Was fasziniert Sie an dem Bereich Business and Human Rights?
Mein Herz hat schon immer für das Thema Menschenrechte geschlagen. Die meisten haben beim Thema Menschenrechte das Verhältnis Bürger:innen-Staat vor Augen. Allerdings spielen Menschenrechte im Zuge der Globalisierung und der Etablierung globaler Handelsketten auch für internationale Unternehmen eine große Rolle. Viele Menschenrechtsverletzungen finden am Anfang der Lieferkette im globalen Süden statt. Allerdings kommt es auch in Europa und in den USA zu Menschenrechtsverletzungen. Mir liegt es am Herzen, Bewusstsein für das Thema Menschenrechte innerhalb und außerhalb von Unternehmen zu schaffen und entsprechende effektive Prozesse zu etablieren.
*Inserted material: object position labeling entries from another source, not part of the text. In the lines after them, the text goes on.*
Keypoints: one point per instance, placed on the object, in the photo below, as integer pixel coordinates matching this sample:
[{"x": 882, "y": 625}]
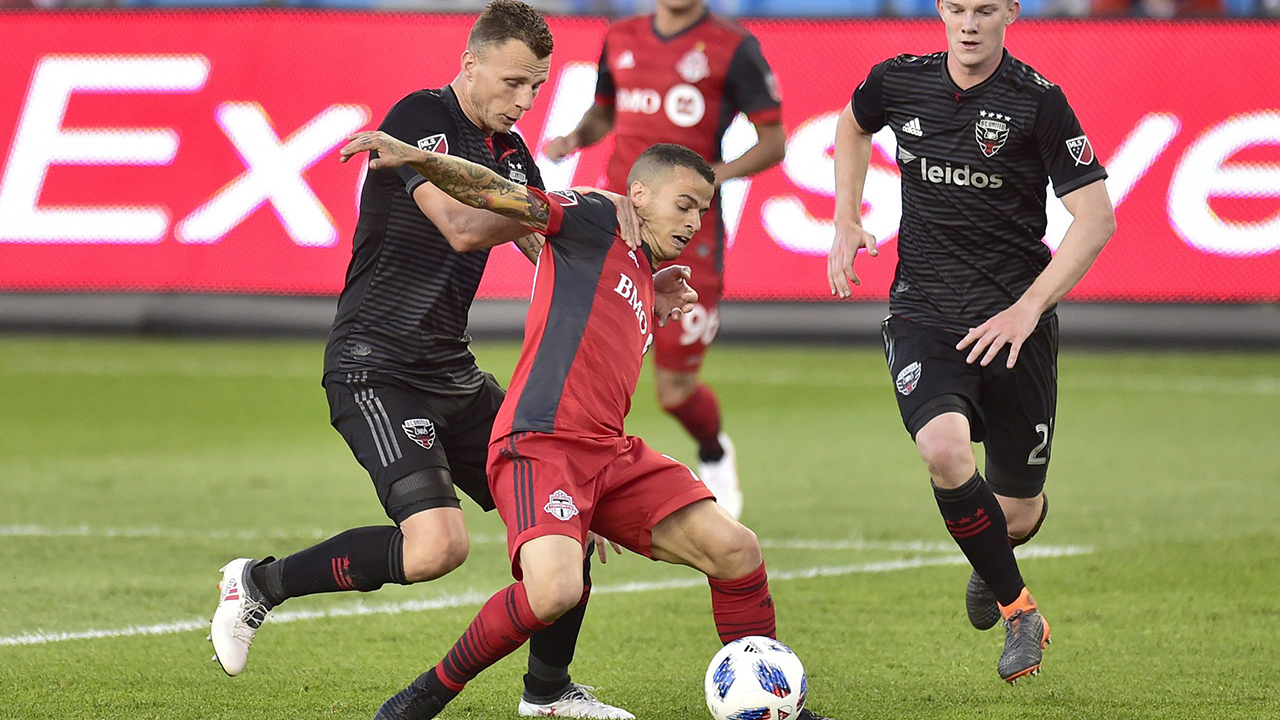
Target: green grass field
[{"x": 131, "y": 470}]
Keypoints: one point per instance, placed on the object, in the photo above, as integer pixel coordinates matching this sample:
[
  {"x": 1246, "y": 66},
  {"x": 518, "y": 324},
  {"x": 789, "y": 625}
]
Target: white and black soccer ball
[{"x": 755, "y": 678}]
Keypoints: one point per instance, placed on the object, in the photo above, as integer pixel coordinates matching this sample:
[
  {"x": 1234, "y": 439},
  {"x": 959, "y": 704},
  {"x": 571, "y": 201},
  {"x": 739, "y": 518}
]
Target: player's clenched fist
[
  {"x": 558, "y": 147},
  {"x": 391, "y": 151},
  {"x": 673, "y": 299},
  {"x": 840, "y": 261}
]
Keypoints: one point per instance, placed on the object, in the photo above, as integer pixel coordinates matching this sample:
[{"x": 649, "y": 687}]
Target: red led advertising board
[{"x": 196, "y": 151}]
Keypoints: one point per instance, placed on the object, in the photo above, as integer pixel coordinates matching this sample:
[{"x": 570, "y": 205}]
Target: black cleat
[
  {"x": 981, "y": 604},
  {"x": 415, "y": 702},
  {"x": 1025, "y": 639}
]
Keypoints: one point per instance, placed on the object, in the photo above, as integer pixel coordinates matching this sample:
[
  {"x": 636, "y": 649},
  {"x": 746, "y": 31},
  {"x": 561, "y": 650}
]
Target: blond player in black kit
[{"x": 972, "y": 335}]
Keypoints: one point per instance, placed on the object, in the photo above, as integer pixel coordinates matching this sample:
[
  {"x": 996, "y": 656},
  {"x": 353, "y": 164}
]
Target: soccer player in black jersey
[
  {"x": 972, "y": 335},
  {"x": 403, "y": 387}
]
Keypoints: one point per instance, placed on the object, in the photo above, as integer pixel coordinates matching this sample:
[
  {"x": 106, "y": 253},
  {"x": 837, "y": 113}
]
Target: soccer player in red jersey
[
  {"x": 681, "y": 76},
  {"x": 560, "y": 461}
]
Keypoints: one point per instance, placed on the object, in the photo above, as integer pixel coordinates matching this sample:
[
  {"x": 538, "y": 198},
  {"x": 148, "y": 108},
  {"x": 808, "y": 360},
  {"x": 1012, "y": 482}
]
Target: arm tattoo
[{"x": 480, "y": 187}]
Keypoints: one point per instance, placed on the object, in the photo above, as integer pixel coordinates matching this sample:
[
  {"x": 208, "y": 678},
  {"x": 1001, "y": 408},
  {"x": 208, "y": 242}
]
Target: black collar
[
  {"x": 452, "y": 98},
  {"x": 653, "y": 24}
]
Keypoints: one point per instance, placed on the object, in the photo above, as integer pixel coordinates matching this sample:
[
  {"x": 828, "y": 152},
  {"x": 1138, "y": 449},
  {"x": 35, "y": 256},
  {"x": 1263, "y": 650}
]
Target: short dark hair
[
  {"x": 511, "y": 19},
  {"x": 666, "y": 155}
]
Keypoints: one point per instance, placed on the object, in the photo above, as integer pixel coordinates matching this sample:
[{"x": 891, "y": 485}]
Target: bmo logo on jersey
[
  {"x": 684, "y": 104},
  {"x": 631, "y": 294},
  {"x": 961, "y": 176}
]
Mich fasziniert diese Aufgabe, da ich überzeugt davon bin, dass meine Tätigkeit für den Schutz von Menschenrechten sehr wichtig ist. Natürlich ist der Impact in meinem unmittelbaren Bereich nicht kurzfristig messbar, sondern muss eher als längerfristiger Prozess gesehen werden. Es ist kein Sprint, sondern ein Marathon.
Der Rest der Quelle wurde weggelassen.